Two questions regarding this.
1. Can the amount of energy delivered by each individual wave crest be translated into the amount of displacement a charged particle oscillates in?
2. If intensity is also determined by the number of wave crests arriving per unit time, doesn't this mean that frequency is a bit tied to intensity?

4. Jan 2, 2017

### Staff: Mentor

Take a charge $2q$ and oscillate it at one gigacycle per second and you will get radiation with the same frequency and greater amplitude than from a charge of $q$ oscillating at that frequency.
One way or another, that delivered energy depends on the work done, which you find by integrating the force (which is proportional to the strength and amplitude) along the displacement distance. Depending on the exact conditions, you can more energy from a greater displacement, or more force along the same displacement, or a combination of both.
Mmmmm..... yes..... that's why I said "all else being the same, increasing either [frequency or amplitude] will increase the intensity".

5. Jan 2, 2017

### JohnnyGui

Ah ok, so it seems that it depends on how strong a particle is charged if everything is held the same?

I was surprised since many readings say that intensity is independent from frequency.

6. Jan 5, 2017

### JohnnyGui

@Nugatory : I have one question that's a bit outside of this subject.

From what I understand, electrons of certain elements always send out a particular set of specific wavelengths when they're being excited like when given energy to them

If atoms of an element only give out a specific set of wavelengths when energy is added to them, why does an element then change color when energy in the form of heat is gradually given to them? From what I know, increasing the temperature of an element would make it look red and increasing the temperature further would eventually make it look blue.

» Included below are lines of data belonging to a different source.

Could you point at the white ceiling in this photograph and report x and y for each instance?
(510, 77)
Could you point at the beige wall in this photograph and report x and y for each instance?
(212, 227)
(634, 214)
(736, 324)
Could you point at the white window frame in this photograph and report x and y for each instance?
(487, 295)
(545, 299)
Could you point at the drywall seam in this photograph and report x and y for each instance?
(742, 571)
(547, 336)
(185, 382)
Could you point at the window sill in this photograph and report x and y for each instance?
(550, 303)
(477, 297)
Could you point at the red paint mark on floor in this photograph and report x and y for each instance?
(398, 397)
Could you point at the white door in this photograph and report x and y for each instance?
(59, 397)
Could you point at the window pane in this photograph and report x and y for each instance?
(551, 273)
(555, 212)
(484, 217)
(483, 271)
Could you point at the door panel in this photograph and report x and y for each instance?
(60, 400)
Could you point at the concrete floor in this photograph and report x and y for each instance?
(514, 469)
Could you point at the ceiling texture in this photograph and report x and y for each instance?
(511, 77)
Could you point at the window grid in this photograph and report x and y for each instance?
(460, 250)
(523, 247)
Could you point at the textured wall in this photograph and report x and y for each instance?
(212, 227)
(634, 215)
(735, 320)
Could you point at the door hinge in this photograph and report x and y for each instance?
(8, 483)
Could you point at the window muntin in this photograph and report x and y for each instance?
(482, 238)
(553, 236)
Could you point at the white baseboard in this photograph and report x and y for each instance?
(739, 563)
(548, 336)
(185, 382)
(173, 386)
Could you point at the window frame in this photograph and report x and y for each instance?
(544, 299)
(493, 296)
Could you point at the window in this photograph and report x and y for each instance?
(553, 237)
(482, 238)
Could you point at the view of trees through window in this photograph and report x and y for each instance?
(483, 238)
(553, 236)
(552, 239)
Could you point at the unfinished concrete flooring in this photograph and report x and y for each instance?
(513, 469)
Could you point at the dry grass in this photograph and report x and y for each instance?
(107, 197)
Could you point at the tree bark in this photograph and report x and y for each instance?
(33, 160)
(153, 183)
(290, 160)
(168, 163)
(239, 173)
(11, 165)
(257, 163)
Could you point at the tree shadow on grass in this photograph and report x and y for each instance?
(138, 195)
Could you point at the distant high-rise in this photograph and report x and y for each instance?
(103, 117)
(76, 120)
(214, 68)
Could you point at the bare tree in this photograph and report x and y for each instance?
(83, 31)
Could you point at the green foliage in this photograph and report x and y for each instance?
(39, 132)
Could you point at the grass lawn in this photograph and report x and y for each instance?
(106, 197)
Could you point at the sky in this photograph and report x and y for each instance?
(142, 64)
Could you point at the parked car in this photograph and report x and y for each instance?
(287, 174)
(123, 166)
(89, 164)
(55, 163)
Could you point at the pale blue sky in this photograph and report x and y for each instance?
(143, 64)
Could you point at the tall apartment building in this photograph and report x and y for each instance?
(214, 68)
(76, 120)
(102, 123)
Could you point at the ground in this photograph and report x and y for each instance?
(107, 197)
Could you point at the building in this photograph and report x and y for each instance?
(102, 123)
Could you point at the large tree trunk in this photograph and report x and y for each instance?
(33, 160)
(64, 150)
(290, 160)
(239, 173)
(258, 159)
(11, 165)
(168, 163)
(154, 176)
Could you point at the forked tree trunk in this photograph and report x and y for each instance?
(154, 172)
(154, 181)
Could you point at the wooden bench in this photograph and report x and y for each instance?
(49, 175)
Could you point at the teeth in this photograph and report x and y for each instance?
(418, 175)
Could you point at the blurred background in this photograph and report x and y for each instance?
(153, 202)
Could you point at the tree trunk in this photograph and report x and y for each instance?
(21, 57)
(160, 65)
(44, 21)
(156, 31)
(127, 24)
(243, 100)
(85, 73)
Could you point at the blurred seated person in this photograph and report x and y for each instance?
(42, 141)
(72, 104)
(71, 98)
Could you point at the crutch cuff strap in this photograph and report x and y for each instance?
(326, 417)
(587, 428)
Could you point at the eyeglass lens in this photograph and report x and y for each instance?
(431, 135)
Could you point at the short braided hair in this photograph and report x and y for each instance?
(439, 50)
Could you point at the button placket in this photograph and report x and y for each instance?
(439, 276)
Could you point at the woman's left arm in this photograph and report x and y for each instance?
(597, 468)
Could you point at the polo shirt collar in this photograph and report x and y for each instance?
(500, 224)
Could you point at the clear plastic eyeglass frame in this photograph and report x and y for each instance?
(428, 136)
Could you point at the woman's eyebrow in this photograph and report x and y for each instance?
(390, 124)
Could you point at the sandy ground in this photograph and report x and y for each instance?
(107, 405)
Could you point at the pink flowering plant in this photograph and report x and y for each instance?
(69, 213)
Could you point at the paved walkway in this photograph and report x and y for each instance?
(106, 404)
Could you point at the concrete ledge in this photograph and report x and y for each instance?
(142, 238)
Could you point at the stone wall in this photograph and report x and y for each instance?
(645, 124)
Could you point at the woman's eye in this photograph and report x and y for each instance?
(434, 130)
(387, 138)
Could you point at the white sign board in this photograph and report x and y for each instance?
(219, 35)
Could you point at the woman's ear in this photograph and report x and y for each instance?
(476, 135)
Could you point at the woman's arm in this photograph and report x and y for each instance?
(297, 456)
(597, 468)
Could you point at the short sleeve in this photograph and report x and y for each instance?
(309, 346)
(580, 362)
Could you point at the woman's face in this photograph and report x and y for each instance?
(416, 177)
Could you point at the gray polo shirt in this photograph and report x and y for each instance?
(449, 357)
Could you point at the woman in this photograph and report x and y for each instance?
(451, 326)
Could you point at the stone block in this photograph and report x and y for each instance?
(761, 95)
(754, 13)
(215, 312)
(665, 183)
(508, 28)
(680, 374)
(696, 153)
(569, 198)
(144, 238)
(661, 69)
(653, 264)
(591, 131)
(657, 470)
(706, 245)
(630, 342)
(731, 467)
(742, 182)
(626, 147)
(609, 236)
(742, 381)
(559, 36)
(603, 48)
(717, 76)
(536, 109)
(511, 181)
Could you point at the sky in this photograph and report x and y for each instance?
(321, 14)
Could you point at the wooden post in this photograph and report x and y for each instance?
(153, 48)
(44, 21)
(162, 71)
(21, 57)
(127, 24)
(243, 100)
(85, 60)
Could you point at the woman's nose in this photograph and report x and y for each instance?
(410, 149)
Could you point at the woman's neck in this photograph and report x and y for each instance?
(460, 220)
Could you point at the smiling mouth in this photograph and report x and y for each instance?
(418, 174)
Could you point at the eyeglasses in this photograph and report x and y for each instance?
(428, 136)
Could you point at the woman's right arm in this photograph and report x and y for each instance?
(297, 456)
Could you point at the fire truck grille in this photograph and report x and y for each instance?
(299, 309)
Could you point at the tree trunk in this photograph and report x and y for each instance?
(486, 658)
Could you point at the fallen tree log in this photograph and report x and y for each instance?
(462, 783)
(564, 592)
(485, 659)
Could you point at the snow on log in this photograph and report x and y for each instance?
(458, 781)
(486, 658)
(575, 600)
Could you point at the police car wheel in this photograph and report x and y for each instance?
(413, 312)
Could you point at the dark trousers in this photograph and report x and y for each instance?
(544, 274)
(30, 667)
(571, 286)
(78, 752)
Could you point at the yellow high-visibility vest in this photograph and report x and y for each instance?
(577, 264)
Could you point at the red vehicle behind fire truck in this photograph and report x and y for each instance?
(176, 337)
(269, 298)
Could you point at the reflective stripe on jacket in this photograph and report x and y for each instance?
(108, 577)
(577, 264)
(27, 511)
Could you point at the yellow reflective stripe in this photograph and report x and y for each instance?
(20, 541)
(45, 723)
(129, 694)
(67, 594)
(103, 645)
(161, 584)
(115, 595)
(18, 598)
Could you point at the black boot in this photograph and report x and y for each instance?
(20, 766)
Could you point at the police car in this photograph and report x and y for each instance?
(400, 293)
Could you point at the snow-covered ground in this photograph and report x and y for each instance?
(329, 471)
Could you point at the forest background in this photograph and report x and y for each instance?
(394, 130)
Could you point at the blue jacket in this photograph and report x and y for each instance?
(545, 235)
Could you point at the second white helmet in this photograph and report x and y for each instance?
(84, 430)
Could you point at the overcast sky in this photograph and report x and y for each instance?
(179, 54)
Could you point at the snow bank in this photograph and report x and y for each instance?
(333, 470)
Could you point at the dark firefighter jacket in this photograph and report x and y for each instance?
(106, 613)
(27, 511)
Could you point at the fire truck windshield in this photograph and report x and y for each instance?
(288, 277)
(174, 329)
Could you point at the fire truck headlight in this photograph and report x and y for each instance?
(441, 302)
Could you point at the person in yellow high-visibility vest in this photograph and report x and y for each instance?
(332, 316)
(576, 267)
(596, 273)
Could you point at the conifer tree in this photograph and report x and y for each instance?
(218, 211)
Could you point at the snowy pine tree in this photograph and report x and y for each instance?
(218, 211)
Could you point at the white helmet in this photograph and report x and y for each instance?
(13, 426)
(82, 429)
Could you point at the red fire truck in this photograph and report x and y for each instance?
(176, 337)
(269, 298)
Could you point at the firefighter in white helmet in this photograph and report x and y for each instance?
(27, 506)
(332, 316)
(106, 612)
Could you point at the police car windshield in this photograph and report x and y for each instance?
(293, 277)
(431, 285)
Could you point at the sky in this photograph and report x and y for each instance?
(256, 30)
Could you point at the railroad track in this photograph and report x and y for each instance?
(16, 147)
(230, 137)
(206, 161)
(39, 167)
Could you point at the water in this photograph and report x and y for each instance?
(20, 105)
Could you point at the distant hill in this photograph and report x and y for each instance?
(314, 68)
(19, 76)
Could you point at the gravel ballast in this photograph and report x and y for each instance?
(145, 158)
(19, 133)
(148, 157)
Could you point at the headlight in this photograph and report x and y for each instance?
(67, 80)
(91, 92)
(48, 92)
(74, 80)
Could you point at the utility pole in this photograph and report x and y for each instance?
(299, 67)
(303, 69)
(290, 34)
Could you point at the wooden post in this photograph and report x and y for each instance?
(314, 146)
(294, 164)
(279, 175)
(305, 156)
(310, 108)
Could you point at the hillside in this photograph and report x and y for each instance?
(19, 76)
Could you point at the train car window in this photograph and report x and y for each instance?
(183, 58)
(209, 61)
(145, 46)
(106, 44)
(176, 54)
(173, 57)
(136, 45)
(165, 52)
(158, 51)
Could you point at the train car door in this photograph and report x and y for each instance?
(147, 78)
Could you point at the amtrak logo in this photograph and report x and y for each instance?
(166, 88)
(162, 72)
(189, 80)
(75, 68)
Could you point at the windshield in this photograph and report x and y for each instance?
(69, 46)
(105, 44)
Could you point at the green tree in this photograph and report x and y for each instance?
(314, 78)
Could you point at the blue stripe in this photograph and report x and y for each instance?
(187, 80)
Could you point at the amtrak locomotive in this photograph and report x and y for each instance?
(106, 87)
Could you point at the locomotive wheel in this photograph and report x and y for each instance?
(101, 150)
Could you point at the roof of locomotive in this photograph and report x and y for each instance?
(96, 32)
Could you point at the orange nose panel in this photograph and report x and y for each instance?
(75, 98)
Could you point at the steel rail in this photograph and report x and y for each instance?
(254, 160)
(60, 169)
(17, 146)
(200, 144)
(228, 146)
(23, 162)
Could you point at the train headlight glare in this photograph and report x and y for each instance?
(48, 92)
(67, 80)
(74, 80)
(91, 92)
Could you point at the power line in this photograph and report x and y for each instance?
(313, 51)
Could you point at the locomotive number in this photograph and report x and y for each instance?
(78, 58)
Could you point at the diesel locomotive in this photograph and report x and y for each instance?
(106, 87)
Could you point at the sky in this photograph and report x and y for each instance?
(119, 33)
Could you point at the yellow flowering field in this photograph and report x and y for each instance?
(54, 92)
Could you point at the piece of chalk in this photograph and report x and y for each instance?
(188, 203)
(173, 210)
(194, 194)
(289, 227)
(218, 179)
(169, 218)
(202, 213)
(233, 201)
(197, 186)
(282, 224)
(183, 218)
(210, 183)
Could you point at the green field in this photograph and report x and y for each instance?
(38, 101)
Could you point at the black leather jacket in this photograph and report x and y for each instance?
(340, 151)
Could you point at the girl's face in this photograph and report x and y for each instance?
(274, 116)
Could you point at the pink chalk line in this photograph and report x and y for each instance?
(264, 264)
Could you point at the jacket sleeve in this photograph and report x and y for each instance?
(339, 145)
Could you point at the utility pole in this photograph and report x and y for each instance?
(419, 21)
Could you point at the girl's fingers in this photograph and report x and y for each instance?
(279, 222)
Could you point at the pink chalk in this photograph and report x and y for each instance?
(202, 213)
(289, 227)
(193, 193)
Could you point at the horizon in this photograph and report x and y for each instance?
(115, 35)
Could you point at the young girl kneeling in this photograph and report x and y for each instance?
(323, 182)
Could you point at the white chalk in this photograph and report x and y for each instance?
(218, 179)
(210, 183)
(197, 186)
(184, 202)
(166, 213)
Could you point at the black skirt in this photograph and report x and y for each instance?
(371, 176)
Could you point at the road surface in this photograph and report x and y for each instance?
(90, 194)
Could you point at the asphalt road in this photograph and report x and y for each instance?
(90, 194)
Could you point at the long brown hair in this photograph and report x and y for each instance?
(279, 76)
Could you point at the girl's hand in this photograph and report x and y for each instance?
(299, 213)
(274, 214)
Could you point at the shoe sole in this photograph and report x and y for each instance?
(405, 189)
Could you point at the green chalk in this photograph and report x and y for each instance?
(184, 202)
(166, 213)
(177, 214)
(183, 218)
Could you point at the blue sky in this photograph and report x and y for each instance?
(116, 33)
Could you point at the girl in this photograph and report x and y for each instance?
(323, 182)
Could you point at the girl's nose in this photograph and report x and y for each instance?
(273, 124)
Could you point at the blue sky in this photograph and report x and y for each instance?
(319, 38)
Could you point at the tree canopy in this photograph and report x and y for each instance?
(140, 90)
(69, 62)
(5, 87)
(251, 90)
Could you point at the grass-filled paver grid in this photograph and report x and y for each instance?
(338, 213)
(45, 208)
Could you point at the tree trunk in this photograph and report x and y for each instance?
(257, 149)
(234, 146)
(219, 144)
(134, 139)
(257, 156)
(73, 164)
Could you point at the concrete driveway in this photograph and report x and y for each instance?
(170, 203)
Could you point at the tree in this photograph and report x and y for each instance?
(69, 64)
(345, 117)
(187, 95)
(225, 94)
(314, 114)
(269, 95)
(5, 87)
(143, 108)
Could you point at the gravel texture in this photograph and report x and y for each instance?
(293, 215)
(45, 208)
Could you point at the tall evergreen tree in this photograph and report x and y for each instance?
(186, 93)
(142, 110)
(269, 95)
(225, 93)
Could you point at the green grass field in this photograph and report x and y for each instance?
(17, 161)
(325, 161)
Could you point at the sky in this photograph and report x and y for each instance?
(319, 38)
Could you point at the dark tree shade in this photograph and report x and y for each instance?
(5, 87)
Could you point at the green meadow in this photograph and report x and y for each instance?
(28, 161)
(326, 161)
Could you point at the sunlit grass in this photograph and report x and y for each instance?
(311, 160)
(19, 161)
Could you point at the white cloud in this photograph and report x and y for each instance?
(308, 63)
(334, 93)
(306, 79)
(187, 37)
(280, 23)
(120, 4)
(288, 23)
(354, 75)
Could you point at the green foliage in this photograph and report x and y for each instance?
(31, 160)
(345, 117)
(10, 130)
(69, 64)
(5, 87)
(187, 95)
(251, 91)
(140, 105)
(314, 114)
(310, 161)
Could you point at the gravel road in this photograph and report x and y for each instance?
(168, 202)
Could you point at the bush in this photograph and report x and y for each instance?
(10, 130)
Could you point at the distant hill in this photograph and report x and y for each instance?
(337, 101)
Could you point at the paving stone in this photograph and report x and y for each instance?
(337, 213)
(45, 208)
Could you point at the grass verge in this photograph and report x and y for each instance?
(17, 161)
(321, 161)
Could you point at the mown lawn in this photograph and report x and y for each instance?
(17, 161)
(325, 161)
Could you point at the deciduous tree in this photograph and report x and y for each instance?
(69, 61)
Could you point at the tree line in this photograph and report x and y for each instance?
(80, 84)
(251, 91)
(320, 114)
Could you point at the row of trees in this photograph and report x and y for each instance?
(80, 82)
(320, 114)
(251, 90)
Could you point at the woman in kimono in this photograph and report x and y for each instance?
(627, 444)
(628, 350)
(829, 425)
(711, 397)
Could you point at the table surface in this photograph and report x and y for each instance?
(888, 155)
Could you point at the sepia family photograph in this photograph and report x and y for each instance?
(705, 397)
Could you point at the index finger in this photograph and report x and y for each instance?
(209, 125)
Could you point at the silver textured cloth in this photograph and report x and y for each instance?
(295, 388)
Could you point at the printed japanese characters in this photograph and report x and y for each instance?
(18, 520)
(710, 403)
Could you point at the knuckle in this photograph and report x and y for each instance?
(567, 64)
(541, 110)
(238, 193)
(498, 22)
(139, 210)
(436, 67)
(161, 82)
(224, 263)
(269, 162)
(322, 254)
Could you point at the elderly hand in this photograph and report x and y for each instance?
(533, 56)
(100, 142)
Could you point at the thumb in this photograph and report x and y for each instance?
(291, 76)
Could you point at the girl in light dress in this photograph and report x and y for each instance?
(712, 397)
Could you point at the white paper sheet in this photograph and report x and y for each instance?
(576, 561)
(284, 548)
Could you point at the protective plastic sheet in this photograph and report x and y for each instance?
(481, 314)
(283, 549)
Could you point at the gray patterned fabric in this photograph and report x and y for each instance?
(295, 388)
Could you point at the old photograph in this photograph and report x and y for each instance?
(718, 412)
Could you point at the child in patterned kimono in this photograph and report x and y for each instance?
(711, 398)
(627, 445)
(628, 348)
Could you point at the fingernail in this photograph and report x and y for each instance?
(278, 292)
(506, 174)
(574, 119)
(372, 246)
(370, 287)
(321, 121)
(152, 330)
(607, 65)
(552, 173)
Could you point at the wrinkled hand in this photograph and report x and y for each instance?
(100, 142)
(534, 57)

Is it because the electrons of the element's atoms can't absorb the specific energy packets from that total given heat energy so that the atoms as a whole would be oscillating instead, giving the observed colors based on the atoms' oscillating frequency instead of the electrons' alone?

7. Jan 8, 2017

### tech99

With respect, I don't think increasing frequency will increase the intensity. If we raise the frequency of a transmitter, which is itself driving the motion of the electrons in the antenna, the Power Flux Density and Amplitude of the radiated fields remain unaltered. I think there may be confusion here from the concept of photons, where at higher frequencies the photons contain the energy of the wave in bigger packets.

8. Jan 9, 2017

### Staff: Mentor

Yes, the time-averaged intensity of a classical electromagnetic wave (W/m2 arriving on a surface perpendicular to the direction of propagation, averaged over a whole number of cycles) is $I = \frac 1 2 \varepsilon_0 c E_0^2$, where $E_0$ is the amplitude (maximum value) of the electric field, regardless of the frequency. This is the time-averaged square of the magnitude of the Poynting vector, $\langle S \rangle$. See for example Griffiths 3rd edition, section 9.2.3.